Nina drew the curtains, rolled back the bedspread, straightened the pillows, and removed her glasses. Her movements were plain and sparing, as if she were getting ready to be examined by her doctor. When she began undressing, he turned his back to her and hesitated a while before he realized that there was no way out of this, he would have to remove his own clothes too. It never rains but it pours, he said to himself. And he slipped quickly between the sheets so she wouldn't notice his slackness. Remembering how he had disappointed her last time, on the rug at her house, he was overcome by shame. He pressed himself tightly against her, but his penis was as limp and unfeeling as a crumpled handkerchief. He buried his head between her heavy, warm breasts as if he were trying to hide from her inside her. They lay motionless, clinging to each other tightly like a pair of soldiers in a trench under shellfire.
And she pleaded in a whisper:
"Don't talk. Don't say anything. I feel good with you just like this."

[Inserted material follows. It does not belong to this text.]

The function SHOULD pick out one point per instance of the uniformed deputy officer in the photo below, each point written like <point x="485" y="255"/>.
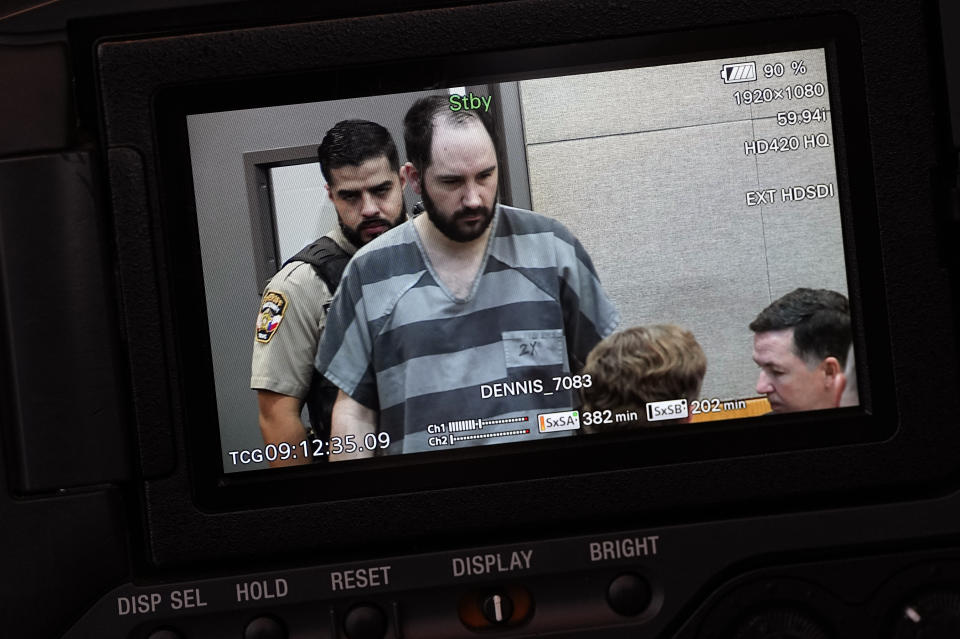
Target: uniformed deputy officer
<point x="360" y="164"/>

He had a clear mental image of the butchered dog writhing and oozing the last of his blood with a whimper under a low stone wall among wet bushes and trash. As though in a profound slumber, he murmured between her breasts words she did not hear: Back to Greece, Yael. We'll find love there. And compassion.
Nina glanced at her watch: half past eleven. She kissed him on the forehead, and shaking his shoulder she said affectionately:
"Wake up, boy. Stir yourself. You fell asleep."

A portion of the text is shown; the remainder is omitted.